Baidu’s Ernie 3.0 enables tech-beginners to develop creative AI solutions

On April 16, Baidu held the final round of its AI contest, in which participants presented various creations based on Baidu’s Wenxin large-scale pretrained model, Ernie 3.0 Edition.

The event had drew over 2000 contestants, collected over 300 creative applications of Wenxin, spanning across industries such as eduction, healthcare, entertainment, technology, and mental health. In the final round, three projects were selected as winners: “Shuowen”, which helps users interpret traditional Chinese readings, “Tuyan”, creating various styles of literature based on pictures, and “AI essay title generator”, a project by Bilibili content creator Zihao, generating essay titles based on 250-words summaries.

Huanyi is one of the youngest contestants, who entered the final race with a “auto-generation of traditional Chinese-styled copywriting” project. Currently a sophomore at Harbin Institute of Technology majoring in AI, Huanyi used six days to develop his copywriting program, which can generate traditional Chinese-styled texts based on inputted pictures. According to Huanyi, despite being inexperienced, he was able to learn on the fly, thanks to the ease of use of Baidu’s EasyDL platform.

EasyDL, an AI development platform for beginners, offers step-by-step instructions to building and training a model. For your reference, it took me around 5 minutes to create an image recognition model, which was able to identify my mouse with 26.87% accuracy.

“Artificial intelligence and large-scale models should be open to the public, and only when the threshold is so low that everyone can use them conveniently, can there be a real large-scale outbreak of creativity,” said Wu Tian, Vice President of Baidu, while referring to AI as the fourth industry revolution.

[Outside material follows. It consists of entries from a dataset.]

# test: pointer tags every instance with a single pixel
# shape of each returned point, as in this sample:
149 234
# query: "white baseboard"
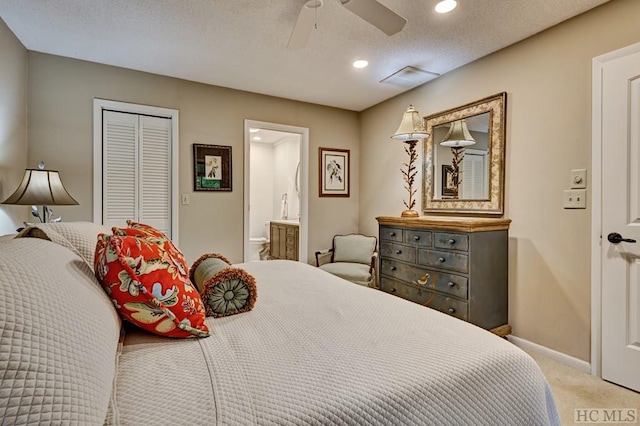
576 363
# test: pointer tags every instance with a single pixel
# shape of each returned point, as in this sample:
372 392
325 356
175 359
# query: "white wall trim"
596 202
304 182
565 359
101 104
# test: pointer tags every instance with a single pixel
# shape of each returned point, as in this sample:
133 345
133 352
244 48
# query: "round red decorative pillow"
149 285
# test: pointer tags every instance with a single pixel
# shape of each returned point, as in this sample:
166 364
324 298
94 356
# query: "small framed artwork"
448 186
334 172
211 167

Baidu‘s Wenxin large-scale models were first released in March 2019, and quickly grew to the world’s first knowledge-enhanced 100-billion-scale pre-trained language model and largest Chinese-language monolithic model. According to a research paper published by Baidu researchers, Wenxin’s latest ERNIE 3.0 Titan “outperforms the state-of-the-art models on 68 NLP datasets,” including machine reading comprehension, semantic similarity, text classification, closed-book question answering, and others.

The Wenxin series is compiled by bilingual NLP model Plato XL, bilingual scenario OCR pre-trained model VIMER - StrucTexT, and the world’s largest unified generative pre-training framework for bidirectional image-text generation with transformer model. Wenxin’s Ernie 3.0 model has 10 billion parameters, while Ernie 3.0 Titan has up to 260 billion parameters and topped the leaderboard of SuperGLUE’s natural language understanding benchmark. SuperGLUE, offering a series of benchmark tasks for modern language-understanding AI, was jointly launched by Meta, Google’s DeepMind, University of Washington, and New York University in 2019.

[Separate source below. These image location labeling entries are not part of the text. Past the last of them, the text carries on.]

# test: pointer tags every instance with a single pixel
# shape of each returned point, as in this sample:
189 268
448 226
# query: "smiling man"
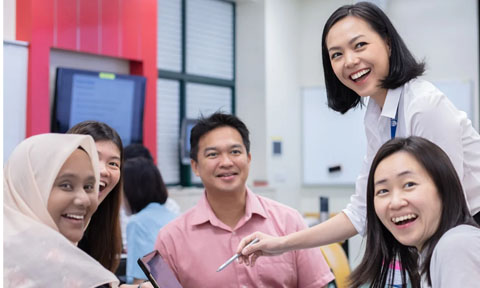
203 238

A number of Baidu’s own products are powered by the Wenxin large-scale model, including its search engine, Baidu’s smart speakers, and Baidu Maps. Wenxin has accumulated over 60,000 developers, supported hundreds of enterprises and institutions, and has been applied in hundreds of scenarios including compartmentalizing medical records. Traditionally, medical records are handled by doctors who might not have knowledge of all medical departments. On average, only 10% of medical records can be accurately identified and matched by doctors, according to Baidu’s spokesperson at the press conference. Applying Weixin large-scale model can effectively speed up the process, scan, analyze and organize almost 100% of the records.